A verdadeira questão é que, em criminologia em geral, e segundo a lei portuguesa em particular, os crimes de pedofilia são quaisquer crimes sexuais cometidos contra crianças ou adolescentes, pré-púberes ou não. Dentro da categoria "pedófilo" estão criminosos sexuais em geral, que cometem crimes contra qualquer pessoa e, "por acidente", também contra crianças, e psicopatas cuja escolha de crianças lhes aumenta o prazer por se tratar de alguém com menor poder e menor capacidade de reação. São sobretudo estes que passam ao ato. São quase só estes que são condenados. São quase só estes que aparecerão nas listas. Listas estas que condeno, por todas as razões que tu argumentas. Menos as que dizem que os pedófilos são tratáveis. Porque muitas vezes não são.
Os tais pedófilos de que falas, os que cumprem os critérios do
DSM, sobretudo os que cometem abusos dentro das próprias famílias, quase nunca
são condenados. Por mais diferenciadas que sejam as mães e os outros
encarregados de educação, quase nunca têm coragem de levar o processo adiante
até à condenação porque não querem ver o pai das crianças preso. Porque no fundo
quem sofre sempre são as crianças. E ninguém quer que o seu filho seja apontado
como “o filho do pedófilo”.
Ou seja, neste caso (o das listas de criminosos sexuais
condenados por crimes contra crianças) pedófilos não são doentes mentais que
devem ser ajudados. Neste caso pedófilos são criminosos que, na sua maioria têm
perturbações graves da personalidade, na sua maioria psicopatas, e têm
compulsão a repetir o ato, mesmo depois de terem sido condenados. Confesso que por vezes não me apetece ser contra as listas. Sobretudo quando vejo uma criança atrás de outra a ser abusada pela mesma pessoa. E quando pergunto: "Mas esse homem não estava debaixo de olho? Ninguém tinha avisado a mãe que o homem que tinha metido lá em casa era um criminoso sexual?"
E as respostas não são simples. Por vezes a mãe não tinha sido avisada. Por vezes tinha sido avisada e não tinha acreditado na polícia ou na assistente social. Se o perfil dos criminosos é complexo, o perfil das vítimas é ainda mais intrincado...
O que eu sei é que por vezes vejo crianças, vítimas durante
anos de violência (sexual ou não), completamente destruídas por dentro na sua
autoestima e integridade psicológica, por pessoas, supostamente cuidadoras,
fossem pais, padrastos, tutores, padrinhos e que, a muito custo, as mães lá se
organizaram para se livrarem deles. E, meses ou anos depois, pergunto às mães:
"Onde está esse homem?" E elas respondem: "Tem uma nova família."
E eu arrepio-me. Quase que poderia ser a favor das listas,
não fossem elas atentados contra os direitos humanos e o direito à privacidade.
Não fossem elas prejudicar ainda mais as famílias deles, já de si devastadas.

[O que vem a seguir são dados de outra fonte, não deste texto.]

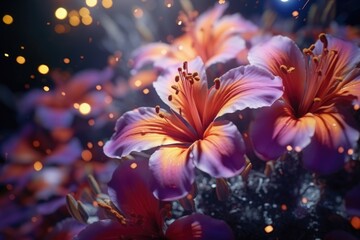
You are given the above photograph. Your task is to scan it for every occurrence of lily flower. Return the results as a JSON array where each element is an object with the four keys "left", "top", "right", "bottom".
[
  {"left": 77, "top": 159, "right": 234, "bottom": 240},
  {"left": 249, "top": 34, "right": 360, "bottom": 174},
  {"left": 104, "top": 58, "right": 282, "bottom": 200}
]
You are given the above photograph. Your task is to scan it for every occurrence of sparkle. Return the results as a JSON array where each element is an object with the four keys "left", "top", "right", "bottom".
[
  {"left": 55, "top": 7, "right": 67, "bottom": 20},
  {"left": 38, "top": 64, "right": 49, "bottom": 75},
  {"left": 34, "top": 161, "right": 43, "bottom": 172},
  {"left": 79, "top": 103, "right": 91, "bottom": 115}
]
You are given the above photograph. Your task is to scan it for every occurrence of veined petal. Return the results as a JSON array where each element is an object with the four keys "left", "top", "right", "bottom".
[
  {"left": 165, "top": 213, "right": 235, "bottom": 240},
  {"left": 108, "top": 157, "right": 163, "bottom": 233},
  {"left": 205, "top": 66, "right": 283, "bottom": 123},
  {"left": 153, "top": 57, "right": 208, "bottom": 131},
  {"left": 249, "top": 102, "right": 315, "bottom": 160},
  {"left": 303, "top": 109, "right": 359, "bottom": 174},
  {"left": 75, "top": 220, "right": 151, "bottom": 240},
  {"left": 104, "top": 107, "right": 192, "bottom": 158},
  {"left": 149, "top": 146, "right": 195, "bottom": 201},
  {"left": 248, "top": 36, "right": 307, "bottom": 107},
  {"left": 192, "top": 121, "right": 245, "bottom": 178},
  {"left": 132, "top": 42, "right": 171, "bottom": 69}
]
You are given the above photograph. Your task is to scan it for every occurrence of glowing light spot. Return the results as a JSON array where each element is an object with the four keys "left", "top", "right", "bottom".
[
  {"left": 79, "top": 103, "right": 91, "bottom": 115},
  {"left": 134, "top": 80, "right": 142, "bottom": 87},
  {"left": 33, "top": 140, "right": 40, "bottom": 147},
  {"left": 101, "top": 0, "right": 113, "bottom": 8},
  {"left": 81, "top": 150, "right": 92, "bottom": 162},
  {"left": 69, "top": 16, "right": 80, "bottom": 27},
  {"left": 79, "top": 7, "right": 90, "bottom": 17},
  {"left": 81, "top": 15, "right": 92, "bottom": 26},
  {"left": 63, "top": 58, "right": 70, "bottom": 64},
  {"left": 34, "top": 161, "right": 43, "bottom": 172},
  {"left": 350, "top": 216, "right": 360, "bottom": 230},
  {"left": 54, "top": 24, "right": 66, "bottom": 34},
  {"left": 291, "top": 10, "right": 299, "bottom": 17},
  {"left": 133, "top": 8, "right": 144, "bottom": 18},
  {"left": 338, "top": 147, "right": 345, "bottom": 153},
  {"left": 3, "top": 14, "right": 14, "bottom": 25},
  {"left": 55, "top": 7, "right": 67, "bottom": 20},
  {"left": 86, "top": 142, "right": 94, "bottom": 149},
  {"left": 16, "top": 56, "right": 26, "bottom": 64},
  {"left": 85, "top": 0, "right": 97, "bottom": 7},
  {"left": 264, "top": 225, "right": 274, "bottom": 233},
  {"left": 38, "top": 64, "right": 49, "bottom": 75},
  {"left": 88, "top": 119, "right": 95, "bottom": 126}
]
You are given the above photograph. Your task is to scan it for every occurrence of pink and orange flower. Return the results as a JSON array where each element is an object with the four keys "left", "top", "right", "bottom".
[
  {"left": 249, "top": 34, "right": 360, "bottom": 174},
  {"left": 104, "top": 58, "right": 282, "bottom": 200}
]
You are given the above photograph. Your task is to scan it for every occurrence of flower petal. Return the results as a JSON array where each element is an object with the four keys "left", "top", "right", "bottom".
[
  {"left": 192, "top": 121, "right": 245, "bottom": 178},
  {"left": 249, "top": 101, "right": 315, "bottom": 160},
  {"left": 166, "top": 213, "right": 235, "bottom": 240},
  {"left": 75, "top": 220, "right": 150, "bottom": 240},
  {"left": 205, "top": 66, "right": 283, "bottom": 123},
  {"left": 108, "top": 157, "right": 163, "bottom": 233},
  {"left": 104, "top": 107, "right": 191, "bottom": 158},
  {"left": 149, "top": 146, "right": 195, "bottom": 201},
  {"left": 303, "top": 112, "right": 359, "bottom": 174},
  {"left": 153, "top": 57, "right": 208, "bottom": 134},
  {"left": 248, "top": 36, "right": 306, "bottom": 106}
]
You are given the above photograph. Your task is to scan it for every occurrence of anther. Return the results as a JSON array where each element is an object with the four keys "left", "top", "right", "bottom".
[
  {"left": 214, "top": 78, "right": 220, "bottom": 90},
  {"left": 319, "top": 33, "right": 328, "bottom": 48},
  {"left": 280, "top": 65, "right": 288, "bottom": 73}
]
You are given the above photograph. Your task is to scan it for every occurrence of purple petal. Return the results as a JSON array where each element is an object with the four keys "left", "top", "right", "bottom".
[
  {"left": 192, "top": 121, "right": 245, "bottom": 178},
  {"left": 166, "top": 213, "right": 235, "bottom": 240},
  {"left": 108, "top": 159, "right": 163, "bottom": 232},
  {"left": 249, "top": 101, "right": 315, "bottom": 160},
  {"left": 149, "top": 146, "right": 195, "bottom": 200},
  {"left": 303, "top": 112, "right": 359, "bottom": 174}
]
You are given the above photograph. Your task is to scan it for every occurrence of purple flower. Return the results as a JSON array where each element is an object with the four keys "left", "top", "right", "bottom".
[
  {"left": 249, "top": 34, "right": 360, "bottom": 174},
  {"left": 77, "top": 160, "right": 234, "bottom": 240},
  {"left": 104, "top": 58, "right": 282, "bottom": 200}
]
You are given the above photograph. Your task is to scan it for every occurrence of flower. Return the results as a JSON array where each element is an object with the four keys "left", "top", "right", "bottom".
[
  {"left": 104, "top": 58, "right": 282, "bottom": 200},
  {"left": 249, "top": 34, "right": 360, "bottom": 174},
  {"left": 77, "top": 159, "right": 234, "bottom": 240}
]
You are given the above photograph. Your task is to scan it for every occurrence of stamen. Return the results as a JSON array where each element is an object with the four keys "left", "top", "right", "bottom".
[
  {"left": 280, "top": 65, "right": 288, "bottom": 73},
  {"left": 319, "top": 33, "right": 328, "bottom": 50},
  {"left": 214, "top": 78, "right": 220, "bottom": 90}
]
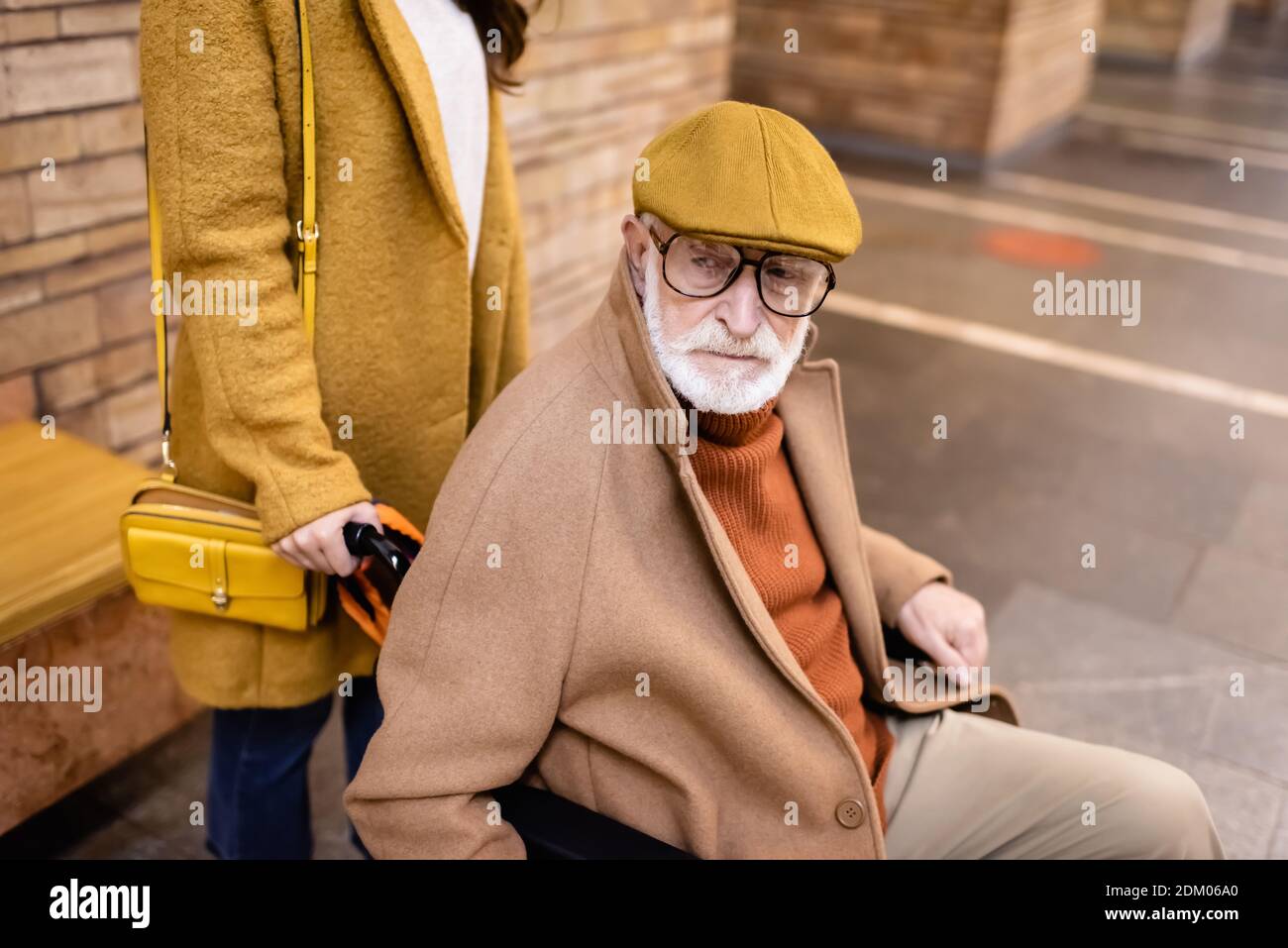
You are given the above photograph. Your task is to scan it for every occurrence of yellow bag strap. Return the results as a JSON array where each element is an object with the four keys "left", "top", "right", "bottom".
[{"left": 143, "top": 0, "right": 318, "bottom": 480}]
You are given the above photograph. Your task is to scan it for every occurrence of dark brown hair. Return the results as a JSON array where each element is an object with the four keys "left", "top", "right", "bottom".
[{"left": 456, "top": 0, "right": 541, "bottom": 91}]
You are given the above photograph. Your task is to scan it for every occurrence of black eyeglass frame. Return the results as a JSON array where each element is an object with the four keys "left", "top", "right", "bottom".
[{"left": 648, "top": 227, "right": 836, "bottom": 319}]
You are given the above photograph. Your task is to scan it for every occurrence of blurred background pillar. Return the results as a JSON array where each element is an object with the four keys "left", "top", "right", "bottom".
[
  {"left": 733, "top": 0, "right": 1102, "bottom": 159},
  {"left": 505, "top": 0, "right": 735, "bottom": 352},
  {"left": 1102, "top": 0, "right": 1236, "bottom": 68}
]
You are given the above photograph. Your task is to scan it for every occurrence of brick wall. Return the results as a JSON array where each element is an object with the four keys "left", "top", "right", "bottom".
[
  {"left": 733, "top": 0, "right": 1102, "bottom": 156},
  {"left": 0, "top": 0, "right": 734, "bottom": 463},
  {"left": 0, "top": 0, "right": 156, "bottom": 458}
]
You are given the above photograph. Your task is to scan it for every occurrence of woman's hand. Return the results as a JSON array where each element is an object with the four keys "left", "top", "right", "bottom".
[{"left": 273, "top": 501, "right": 385, "bottom": 576}]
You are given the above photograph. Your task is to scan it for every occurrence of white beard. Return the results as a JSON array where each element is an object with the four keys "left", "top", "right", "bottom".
[{"left": 641, "top": 254, "right": 808, "bottom": 415}]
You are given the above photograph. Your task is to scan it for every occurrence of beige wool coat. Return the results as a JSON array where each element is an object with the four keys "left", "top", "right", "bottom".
[
  {"left": 345, "top": 250, "right": 1017, "bottom": 858},
  {"left": 139, "top": 0, "right": 528, "bottom": 707}
]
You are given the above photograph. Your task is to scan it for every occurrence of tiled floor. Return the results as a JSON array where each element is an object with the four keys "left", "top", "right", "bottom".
[
  {"left": 0, "top": 13, "right": 1288, "bottom": 858},
  {"left": 815, "top": 13, "right": 1288, "bottom": 858}
]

Não fossem elas ineficazes. Mas acho que se deveria preparar melhor as equipas
que estão no terreno, articular melhor com os serviços de saúde mental, com as
associações de apoio à vítima. Deveria haver um mecanismo previsto na lei que
se poderia aplicar em caso de reincidência ou comprovada compulsão a repetir
para manter os criminosos debaixo de olho a longo prazo depois de terem sido
condenados. Isto sim era responsabilizar o estado e não criar alarme na
comunidade. Isto sim seria descansar a comunidade e não criar uma comunidade em
alerta permanente.
Obrigada mais uma vez, Rita, por voltares.
Já te fui finalmente lá responder, mas no essencial gastei umas quarenta linhas a dizer que concordo com tudo :)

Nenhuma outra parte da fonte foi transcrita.